RenDong onun bilmediği bir şeyi tek başına yaşıyor olmalıydı.


Yoksa…


Lian Qiao'nun aklından garip bir düşünce geçti. Ancak kollarındaki kişi hâlâ kontrolsüz bir şekilde ağlıyordu ve şu anda gerçekten sormanın zamanı değildi.


RenDong yere oturmuş ve ayağa kalkmayı reddetmişti. Lian Qiao’nun bacakları ona sarılırken uyuşmuştu. Ancak RenDong'un ruh hali henüz sakinleşmediği için Lian Qiao sadece buna sabredebilirdi. Uzun bir süre sonra, uyuşma beline yayıldığı anda, Lian Qiao sonunda "Daha iyi hissediyor musun?" diye sormadan edemedi.


Xu RenDong hiçbir şey söylemedi, sadece başını tekrar göğsüne gömdü.

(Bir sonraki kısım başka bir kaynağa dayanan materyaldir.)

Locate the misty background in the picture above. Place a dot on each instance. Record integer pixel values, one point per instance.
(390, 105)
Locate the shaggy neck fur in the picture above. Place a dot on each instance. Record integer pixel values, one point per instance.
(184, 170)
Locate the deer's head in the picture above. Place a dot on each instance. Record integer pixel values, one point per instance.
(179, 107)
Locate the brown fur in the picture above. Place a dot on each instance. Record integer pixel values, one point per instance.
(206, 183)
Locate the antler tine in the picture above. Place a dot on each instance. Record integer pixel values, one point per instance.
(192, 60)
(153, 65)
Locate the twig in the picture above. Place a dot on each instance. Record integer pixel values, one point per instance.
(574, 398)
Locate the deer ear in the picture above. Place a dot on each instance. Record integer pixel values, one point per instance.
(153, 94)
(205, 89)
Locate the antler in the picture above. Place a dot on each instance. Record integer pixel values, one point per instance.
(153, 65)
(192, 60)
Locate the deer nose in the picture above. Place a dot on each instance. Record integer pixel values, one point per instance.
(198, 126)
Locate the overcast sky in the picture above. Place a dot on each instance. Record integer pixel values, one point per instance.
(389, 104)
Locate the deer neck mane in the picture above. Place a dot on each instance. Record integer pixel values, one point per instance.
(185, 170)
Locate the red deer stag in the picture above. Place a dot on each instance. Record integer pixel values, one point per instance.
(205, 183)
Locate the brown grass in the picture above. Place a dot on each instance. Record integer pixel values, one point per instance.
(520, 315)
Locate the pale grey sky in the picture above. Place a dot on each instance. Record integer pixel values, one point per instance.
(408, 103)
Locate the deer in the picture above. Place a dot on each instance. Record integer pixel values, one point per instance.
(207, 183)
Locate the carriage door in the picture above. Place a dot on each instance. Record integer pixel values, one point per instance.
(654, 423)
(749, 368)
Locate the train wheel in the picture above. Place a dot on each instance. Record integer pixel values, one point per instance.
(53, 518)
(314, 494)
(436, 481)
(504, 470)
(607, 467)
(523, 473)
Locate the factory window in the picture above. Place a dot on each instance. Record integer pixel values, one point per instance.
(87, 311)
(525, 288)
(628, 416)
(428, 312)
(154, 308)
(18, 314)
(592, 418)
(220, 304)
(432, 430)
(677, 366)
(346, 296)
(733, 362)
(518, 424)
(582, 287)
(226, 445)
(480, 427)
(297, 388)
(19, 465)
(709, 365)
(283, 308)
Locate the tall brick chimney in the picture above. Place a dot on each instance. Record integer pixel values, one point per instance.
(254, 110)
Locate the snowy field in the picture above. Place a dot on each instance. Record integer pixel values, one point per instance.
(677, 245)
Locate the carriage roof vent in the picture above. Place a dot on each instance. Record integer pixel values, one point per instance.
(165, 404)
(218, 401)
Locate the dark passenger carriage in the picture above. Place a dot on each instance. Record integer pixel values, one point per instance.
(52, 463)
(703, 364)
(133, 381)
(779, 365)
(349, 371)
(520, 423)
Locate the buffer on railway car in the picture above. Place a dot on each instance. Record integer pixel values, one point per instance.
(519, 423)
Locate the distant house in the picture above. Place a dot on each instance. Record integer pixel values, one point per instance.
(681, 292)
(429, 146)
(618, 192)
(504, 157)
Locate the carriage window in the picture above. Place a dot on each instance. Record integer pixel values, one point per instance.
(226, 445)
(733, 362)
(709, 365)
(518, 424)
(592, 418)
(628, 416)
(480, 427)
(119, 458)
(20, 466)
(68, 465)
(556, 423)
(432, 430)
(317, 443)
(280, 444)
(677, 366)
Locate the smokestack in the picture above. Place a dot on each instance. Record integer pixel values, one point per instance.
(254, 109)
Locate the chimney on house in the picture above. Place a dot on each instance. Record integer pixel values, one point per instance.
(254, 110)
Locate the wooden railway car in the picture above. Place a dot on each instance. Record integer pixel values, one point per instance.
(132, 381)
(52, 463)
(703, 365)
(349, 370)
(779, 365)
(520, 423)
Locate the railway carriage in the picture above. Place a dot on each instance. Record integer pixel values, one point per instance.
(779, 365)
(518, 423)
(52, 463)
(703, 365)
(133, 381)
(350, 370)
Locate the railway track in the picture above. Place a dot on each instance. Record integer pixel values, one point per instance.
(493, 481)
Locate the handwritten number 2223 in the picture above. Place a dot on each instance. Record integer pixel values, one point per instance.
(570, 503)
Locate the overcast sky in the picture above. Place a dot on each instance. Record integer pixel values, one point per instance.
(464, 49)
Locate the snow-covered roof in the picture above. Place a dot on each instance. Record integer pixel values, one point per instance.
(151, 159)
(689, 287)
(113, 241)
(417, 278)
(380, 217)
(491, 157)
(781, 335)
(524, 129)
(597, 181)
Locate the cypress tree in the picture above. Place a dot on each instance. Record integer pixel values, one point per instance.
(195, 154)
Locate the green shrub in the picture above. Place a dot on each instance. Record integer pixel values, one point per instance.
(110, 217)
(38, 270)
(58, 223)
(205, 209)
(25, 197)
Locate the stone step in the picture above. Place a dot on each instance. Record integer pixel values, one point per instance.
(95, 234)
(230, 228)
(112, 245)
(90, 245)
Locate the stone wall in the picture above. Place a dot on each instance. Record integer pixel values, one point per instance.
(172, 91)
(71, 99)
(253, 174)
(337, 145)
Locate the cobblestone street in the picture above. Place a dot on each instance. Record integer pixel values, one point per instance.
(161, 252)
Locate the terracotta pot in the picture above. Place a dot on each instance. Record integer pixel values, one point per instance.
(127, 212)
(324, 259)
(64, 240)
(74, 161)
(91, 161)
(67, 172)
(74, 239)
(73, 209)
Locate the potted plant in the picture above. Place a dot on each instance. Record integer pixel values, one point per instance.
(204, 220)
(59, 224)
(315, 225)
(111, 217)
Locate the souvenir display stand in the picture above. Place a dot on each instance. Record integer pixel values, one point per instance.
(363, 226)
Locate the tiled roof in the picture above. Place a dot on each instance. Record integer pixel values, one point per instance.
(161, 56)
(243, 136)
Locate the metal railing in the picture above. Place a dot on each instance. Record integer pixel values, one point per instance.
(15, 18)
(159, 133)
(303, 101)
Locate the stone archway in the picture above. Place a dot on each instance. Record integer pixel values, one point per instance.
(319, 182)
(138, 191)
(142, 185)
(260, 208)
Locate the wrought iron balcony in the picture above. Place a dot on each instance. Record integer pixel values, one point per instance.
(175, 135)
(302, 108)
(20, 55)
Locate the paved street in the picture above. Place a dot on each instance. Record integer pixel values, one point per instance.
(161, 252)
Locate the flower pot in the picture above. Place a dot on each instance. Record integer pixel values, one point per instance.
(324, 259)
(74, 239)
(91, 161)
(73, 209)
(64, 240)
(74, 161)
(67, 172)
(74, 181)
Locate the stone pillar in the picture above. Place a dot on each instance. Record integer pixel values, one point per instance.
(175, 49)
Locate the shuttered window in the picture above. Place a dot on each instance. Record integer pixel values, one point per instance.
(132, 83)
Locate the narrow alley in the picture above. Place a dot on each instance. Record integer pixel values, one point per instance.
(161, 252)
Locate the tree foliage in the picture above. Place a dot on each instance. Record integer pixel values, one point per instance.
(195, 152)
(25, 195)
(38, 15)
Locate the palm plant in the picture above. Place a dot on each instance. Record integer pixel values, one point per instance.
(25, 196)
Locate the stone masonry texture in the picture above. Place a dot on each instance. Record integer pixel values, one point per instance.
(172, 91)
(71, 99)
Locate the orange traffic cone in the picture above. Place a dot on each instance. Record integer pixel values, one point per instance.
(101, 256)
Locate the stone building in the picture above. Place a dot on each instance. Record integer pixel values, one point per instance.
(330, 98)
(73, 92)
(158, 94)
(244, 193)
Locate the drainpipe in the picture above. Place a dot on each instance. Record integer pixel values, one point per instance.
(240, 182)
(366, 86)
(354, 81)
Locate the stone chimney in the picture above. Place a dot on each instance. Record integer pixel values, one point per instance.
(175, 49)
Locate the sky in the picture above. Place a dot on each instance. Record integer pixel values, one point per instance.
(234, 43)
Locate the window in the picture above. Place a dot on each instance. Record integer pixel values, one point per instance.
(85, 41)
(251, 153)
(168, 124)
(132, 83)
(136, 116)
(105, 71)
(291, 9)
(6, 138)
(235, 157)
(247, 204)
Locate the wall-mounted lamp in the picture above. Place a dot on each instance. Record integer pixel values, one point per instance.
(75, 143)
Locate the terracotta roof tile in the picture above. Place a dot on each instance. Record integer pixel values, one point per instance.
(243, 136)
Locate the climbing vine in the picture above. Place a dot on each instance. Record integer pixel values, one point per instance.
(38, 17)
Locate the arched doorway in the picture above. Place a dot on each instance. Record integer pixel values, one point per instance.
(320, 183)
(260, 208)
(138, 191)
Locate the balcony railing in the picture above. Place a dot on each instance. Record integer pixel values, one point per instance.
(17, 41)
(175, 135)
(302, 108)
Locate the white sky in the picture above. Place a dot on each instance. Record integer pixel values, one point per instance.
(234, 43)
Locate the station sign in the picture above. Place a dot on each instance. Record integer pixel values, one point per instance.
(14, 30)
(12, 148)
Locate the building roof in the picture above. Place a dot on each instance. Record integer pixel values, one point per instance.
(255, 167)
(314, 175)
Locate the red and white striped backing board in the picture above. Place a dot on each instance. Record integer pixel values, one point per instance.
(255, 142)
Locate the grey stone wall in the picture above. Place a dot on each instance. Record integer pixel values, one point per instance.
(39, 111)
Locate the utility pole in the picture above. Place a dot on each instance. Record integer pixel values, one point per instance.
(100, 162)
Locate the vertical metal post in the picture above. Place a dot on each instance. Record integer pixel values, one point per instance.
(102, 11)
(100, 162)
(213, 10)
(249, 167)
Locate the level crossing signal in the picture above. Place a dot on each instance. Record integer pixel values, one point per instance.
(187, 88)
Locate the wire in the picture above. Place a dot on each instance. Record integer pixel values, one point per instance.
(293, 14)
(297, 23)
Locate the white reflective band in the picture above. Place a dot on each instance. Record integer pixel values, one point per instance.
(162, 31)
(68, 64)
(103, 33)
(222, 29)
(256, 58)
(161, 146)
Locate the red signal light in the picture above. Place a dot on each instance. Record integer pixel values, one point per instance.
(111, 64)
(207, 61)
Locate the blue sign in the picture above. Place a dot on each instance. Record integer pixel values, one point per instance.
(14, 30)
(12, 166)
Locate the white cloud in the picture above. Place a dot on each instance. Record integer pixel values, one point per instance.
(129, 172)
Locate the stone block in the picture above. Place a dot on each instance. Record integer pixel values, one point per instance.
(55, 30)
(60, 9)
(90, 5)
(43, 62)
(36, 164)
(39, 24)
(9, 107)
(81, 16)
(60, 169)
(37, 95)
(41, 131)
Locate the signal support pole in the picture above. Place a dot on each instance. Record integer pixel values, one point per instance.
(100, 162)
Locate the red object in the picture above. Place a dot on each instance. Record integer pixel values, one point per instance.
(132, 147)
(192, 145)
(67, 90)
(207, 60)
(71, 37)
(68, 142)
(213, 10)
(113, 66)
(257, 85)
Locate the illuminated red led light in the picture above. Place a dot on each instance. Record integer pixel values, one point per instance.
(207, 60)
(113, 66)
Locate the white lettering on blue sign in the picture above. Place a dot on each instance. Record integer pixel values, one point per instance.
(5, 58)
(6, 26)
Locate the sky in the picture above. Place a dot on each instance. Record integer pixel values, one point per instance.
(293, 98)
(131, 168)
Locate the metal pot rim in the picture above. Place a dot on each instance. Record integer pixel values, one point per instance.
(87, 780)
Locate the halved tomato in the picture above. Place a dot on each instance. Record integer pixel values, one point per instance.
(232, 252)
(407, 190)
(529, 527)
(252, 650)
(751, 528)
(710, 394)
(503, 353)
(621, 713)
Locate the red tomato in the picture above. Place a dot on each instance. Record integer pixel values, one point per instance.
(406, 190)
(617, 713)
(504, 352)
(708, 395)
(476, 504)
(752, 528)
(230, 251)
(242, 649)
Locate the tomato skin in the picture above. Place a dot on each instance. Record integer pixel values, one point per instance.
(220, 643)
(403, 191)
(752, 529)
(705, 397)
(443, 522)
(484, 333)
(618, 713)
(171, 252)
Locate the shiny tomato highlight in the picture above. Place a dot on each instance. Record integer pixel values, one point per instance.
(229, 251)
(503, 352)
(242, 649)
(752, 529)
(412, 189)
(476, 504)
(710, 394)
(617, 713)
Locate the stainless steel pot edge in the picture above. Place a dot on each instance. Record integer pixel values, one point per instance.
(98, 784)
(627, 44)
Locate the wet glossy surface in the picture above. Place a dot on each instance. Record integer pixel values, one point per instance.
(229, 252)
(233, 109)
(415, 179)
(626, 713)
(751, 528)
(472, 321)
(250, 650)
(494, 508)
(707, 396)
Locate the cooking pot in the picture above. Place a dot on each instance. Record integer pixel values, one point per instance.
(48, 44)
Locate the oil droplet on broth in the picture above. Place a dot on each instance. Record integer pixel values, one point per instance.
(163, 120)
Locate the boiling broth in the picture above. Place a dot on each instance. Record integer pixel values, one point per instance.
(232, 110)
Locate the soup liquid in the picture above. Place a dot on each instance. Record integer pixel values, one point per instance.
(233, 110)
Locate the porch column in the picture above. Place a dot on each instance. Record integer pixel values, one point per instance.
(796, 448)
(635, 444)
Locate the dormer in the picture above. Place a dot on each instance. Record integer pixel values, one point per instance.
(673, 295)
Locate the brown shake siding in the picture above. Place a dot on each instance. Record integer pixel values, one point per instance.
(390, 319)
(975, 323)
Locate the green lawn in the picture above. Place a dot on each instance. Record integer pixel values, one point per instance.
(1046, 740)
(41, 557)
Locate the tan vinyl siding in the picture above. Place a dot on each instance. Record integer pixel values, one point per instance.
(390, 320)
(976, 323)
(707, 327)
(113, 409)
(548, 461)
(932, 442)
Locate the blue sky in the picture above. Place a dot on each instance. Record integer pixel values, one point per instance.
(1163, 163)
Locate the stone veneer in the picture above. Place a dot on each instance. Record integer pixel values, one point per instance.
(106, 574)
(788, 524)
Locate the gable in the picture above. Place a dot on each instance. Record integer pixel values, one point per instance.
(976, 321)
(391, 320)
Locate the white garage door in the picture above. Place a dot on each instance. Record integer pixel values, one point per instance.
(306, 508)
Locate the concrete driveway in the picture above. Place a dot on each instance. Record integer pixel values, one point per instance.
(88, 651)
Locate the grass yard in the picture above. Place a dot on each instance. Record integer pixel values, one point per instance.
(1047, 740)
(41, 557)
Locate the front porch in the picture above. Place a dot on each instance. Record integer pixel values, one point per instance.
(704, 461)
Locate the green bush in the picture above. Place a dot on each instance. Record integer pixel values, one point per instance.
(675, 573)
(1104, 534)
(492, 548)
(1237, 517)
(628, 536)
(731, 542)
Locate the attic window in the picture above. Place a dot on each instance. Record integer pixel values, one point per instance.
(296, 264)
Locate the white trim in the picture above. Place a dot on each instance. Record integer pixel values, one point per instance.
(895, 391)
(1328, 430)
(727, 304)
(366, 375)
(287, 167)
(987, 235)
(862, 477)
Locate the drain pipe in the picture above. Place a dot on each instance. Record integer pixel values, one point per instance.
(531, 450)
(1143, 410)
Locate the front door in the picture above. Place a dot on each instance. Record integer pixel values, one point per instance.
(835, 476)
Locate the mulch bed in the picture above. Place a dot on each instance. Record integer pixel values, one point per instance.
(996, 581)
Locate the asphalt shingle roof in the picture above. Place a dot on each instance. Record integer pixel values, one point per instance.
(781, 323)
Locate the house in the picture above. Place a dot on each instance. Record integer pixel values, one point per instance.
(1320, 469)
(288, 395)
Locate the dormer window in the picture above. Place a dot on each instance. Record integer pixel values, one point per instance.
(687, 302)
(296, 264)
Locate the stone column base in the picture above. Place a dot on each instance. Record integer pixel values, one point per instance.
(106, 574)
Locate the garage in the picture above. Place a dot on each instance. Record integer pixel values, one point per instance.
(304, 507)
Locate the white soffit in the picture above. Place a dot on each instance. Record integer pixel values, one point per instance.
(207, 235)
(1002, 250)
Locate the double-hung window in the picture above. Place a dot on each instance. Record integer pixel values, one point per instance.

Lian Qiao'nun kalbi anında eridi.


Sarıl! Sarılmaya devam et! Uyuşmuş bacak da neymiş! Hoşuna gittiği sürece bacağımı da keser atarım!


Bu tür şımarık bir Xu RenDong'la başa çıkmasının hiçbir yolu yoktu. Acıma ve sevgi doluydu, onu ağzında tutmak*, kalbinin ortasında saklamak istiyordu. 


*[Ebeveynlerin çocuklarına olan düşkünlüğünü anlatan bir deyim var, ona gönderme yaptığını düşünüyorum.]


Arkasındaki asansör kapısı on dakikadır açıktı ve soğuk rüzgâr Lian Qiao'nun sırtını ürpertecek şekilde esiyordu. Lian Qiao RenDong'un üşüyeceğinden korktuğu için duruşunu değiştirdi ve kişiyi ceketine sıkıca sardı.


Xu RenDong Lian Qiao'nun sıcak göğsüne yaslandı ve sonunda nefesi düzenli hale geldi.


Bilinmeyen bir süre sonra Lian Qiao soğuk esintiden titremeye başlamıştı. Tüm benliğiyle böbrek yetmezliğinden muzdarip olacağını hissetti.


"RenDong?" Lian Qiao usulca seslendi.


Xu RenDong yanıt vermedi.


Lian Qiao alçak sesle tekrar seslendi ama Xu RenDong yine bir şey söylemedi. Yanıt olarak sadece bir kedi yavrusu gibi yumuşak ve nazik bir mırlama sesi geldi.


Xu RenDong uyuyakalmıştı. Uykusunda kollarını tutmayı ve boynunu burnunun ucuyla sevgiyle ovmayı da unutmamıştı.


Lian Qiao: "..." Kahretsin, neden bu kadar tatlı!


Uyu! Uyumaya devam et!


Böbrek yetmezliği de neymiş! Hoşuna gittiği sürece iki böbreğimi de uğruna keserim!